There was certainly no danger of me winning the 99 Pound Potato Challenge with this year’s ‘Rose Gold’ crop even though it is a new Personal Best for us here in the Dirt to Dinner garden. In 2010, we harvested 20 lbs of potatoes from a fifteen square foot raised bed and this year we managed the same weight of harvest in only nine square feet. That’s almost an extra pound of potatoes harvested per square foot in 2011. And this patch of potatoes also produced flowers and potato berries that were harvested so that we can experiment with growing from seed.
The ‘Rose Gold’ potatoes were planted March 29th and harvested July 19th, 112 days later. They were planted in new ground that started out as a compost pile and was covered in a layer of rice straw and top soil. Potatoes were hilled to just over 24″ with alternating layers of straw and potting mix. They could have been hilled much deeper. Vines were over four feet tall and some stolons grew at least two feet long. With their excellent taste and this respectable harvest, ‘Rose Gold’ potatoes will probably gain a spot in our deep hilling trials this fall or next spring.

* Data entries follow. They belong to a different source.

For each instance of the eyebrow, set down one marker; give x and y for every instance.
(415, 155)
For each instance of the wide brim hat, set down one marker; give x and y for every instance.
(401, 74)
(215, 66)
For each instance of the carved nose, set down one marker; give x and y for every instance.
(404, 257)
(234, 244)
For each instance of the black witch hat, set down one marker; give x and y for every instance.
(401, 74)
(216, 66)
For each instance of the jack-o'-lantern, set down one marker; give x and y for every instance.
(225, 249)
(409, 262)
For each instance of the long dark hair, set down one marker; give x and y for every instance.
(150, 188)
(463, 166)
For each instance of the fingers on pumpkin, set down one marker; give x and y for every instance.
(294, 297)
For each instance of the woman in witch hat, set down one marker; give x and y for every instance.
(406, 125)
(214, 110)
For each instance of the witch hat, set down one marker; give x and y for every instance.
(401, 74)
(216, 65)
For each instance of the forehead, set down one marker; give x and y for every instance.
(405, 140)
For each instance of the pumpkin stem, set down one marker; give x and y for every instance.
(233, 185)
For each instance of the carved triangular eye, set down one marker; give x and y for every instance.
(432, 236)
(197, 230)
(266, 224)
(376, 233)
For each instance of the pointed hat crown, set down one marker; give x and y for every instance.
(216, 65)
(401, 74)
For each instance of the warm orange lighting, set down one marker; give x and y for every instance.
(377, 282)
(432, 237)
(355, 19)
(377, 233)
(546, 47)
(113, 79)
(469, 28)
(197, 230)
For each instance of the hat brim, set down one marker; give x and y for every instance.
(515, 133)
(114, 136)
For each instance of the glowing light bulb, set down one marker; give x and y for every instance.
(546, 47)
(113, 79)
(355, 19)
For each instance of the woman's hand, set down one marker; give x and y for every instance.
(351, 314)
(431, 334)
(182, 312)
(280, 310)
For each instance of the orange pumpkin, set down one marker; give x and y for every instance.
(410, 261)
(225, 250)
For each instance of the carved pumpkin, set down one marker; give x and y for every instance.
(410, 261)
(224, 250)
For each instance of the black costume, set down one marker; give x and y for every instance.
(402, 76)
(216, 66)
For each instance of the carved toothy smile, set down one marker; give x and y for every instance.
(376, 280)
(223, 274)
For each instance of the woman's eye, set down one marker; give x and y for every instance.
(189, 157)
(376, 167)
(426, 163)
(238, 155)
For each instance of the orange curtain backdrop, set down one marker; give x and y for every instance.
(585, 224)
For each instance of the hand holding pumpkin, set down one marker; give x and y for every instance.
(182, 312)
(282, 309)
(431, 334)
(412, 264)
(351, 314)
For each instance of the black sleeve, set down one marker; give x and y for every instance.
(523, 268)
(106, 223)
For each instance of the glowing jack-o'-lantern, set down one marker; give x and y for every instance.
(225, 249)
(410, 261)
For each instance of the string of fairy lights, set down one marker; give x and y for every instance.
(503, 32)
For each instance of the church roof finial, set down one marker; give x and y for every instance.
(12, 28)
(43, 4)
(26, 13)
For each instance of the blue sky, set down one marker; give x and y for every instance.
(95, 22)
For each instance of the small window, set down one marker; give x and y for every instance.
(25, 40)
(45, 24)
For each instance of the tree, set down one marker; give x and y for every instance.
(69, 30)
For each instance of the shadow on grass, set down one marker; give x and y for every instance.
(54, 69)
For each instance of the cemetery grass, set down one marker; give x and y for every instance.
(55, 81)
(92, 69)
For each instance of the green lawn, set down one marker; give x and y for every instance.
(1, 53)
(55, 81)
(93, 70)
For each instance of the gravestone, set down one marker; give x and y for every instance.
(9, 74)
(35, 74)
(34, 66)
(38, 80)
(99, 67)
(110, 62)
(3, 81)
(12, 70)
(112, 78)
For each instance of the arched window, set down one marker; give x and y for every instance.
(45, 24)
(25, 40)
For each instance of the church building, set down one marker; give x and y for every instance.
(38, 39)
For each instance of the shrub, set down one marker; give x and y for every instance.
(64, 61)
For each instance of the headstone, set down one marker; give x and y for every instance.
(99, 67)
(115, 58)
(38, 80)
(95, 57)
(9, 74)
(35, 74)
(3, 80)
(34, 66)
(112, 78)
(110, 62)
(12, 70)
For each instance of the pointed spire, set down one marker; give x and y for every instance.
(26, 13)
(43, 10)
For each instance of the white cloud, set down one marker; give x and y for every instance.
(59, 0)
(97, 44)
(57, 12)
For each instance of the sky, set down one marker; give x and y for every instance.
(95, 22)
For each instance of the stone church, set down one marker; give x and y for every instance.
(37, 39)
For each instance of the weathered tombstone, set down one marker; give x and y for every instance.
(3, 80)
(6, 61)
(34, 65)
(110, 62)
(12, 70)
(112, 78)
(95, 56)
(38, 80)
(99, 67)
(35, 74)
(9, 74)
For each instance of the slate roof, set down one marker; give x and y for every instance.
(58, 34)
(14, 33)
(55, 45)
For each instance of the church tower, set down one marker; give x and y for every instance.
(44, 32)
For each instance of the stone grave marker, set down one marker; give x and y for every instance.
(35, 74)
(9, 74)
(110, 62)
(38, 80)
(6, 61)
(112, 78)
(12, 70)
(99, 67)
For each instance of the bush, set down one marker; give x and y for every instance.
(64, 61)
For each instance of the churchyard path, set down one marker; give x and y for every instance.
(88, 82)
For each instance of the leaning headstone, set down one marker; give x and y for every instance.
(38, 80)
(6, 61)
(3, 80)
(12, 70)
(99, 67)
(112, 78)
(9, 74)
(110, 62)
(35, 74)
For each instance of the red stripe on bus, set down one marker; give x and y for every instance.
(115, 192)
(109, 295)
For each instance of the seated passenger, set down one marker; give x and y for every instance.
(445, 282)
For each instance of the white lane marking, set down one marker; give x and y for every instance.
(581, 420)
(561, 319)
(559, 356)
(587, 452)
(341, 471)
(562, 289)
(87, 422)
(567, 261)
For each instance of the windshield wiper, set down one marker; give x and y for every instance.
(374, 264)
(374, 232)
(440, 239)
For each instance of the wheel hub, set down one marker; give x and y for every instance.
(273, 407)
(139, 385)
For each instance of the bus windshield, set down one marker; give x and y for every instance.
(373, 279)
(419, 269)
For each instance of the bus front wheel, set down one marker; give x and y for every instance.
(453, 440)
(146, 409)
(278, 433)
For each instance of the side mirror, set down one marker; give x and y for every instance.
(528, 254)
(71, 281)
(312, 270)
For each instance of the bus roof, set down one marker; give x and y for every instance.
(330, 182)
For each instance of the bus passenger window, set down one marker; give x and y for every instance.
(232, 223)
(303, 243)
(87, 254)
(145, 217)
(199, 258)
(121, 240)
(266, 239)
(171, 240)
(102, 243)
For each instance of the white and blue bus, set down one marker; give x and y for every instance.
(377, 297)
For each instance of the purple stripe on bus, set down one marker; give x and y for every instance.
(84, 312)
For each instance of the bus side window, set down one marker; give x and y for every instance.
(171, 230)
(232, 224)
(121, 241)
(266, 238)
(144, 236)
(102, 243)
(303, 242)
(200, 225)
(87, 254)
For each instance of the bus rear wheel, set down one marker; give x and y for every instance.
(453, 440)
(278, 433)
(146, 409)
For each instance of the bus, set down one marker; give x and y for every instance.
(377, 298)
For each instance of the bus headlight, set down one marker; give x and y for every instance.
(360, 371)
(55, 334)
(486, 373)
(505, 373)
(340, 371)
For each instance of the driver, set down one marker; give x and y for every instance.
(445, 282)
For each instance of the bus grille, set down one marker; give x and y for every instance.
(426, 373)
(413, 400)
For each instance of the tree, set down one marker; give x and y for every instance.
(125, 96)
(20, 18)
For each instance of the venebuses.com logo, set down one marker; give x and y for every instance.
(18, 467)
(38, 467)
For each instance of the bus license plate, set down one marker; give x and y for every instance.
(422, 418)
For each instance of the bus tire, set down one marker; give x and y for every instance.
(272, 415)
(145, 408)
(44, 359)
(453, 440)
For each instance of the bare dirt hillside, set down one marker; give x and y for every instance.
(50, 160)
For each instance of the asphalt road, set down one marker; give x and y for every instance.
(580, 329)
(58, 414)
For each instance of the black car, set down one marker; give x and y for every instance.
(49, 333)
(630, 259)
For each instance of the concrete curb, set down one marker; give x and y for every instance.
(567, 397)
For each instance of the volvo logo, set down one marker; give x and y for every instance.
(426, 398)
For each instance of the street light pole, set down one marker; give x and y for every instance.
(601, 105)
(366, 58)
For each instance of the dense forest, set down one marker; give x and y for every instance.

Unfortunately, I was not the first one to harvest the ‘Rose Gold’ patch. Just the other day the dog was chasing something and digging along the edge of the patch. I shooed her away and went back to watering the tomatillos. But today in that corner, I found at least six potatoes that were very strangely shaped and clearly no longer at their full weight when it came time for the count. Do squirrels eat raw potatoes? Who eats raw potatoes, can climb the fence into the yard and is faster than a streaking Labradoodle? Those potatoes started fist-sized, if you have small hands like me, and a good chunk of them has definitely been chewed off!
The ‘Rose Gold’ potato vines were brown and fallen over and mostly dried up so I knew they were ready to harvest. I might have liked to allow the potatoes a few weeks undisturbed in the soil to harden their skins for storage but I pulled the patch before any more unauthorized feasting took place. I have two more patches and several potatoes in bags growing in that area. The patch shown here was planted April 6th and contains a broad mix of varieties for the Great Potato Grow Out Project. The bulk of the varieties still have lots of mostly upright, green vines. They wilt in hot weather but with water and evening cool they stand most of the way back up again. Except for the plant in the bottom right corner.
Potato varieties grow for a unique number of days before they finish setting tubers and the vines die back. Some early varieties are ready in as few as 75 days. The ‘Red Thumb’ potatoes have been the first in this trial to be ready for harvest at about 90 days. This vine is a ‘Caribe’ potato that is done growing and I plan to pull these potatoes very soon before anyone else starts to harvest them for me!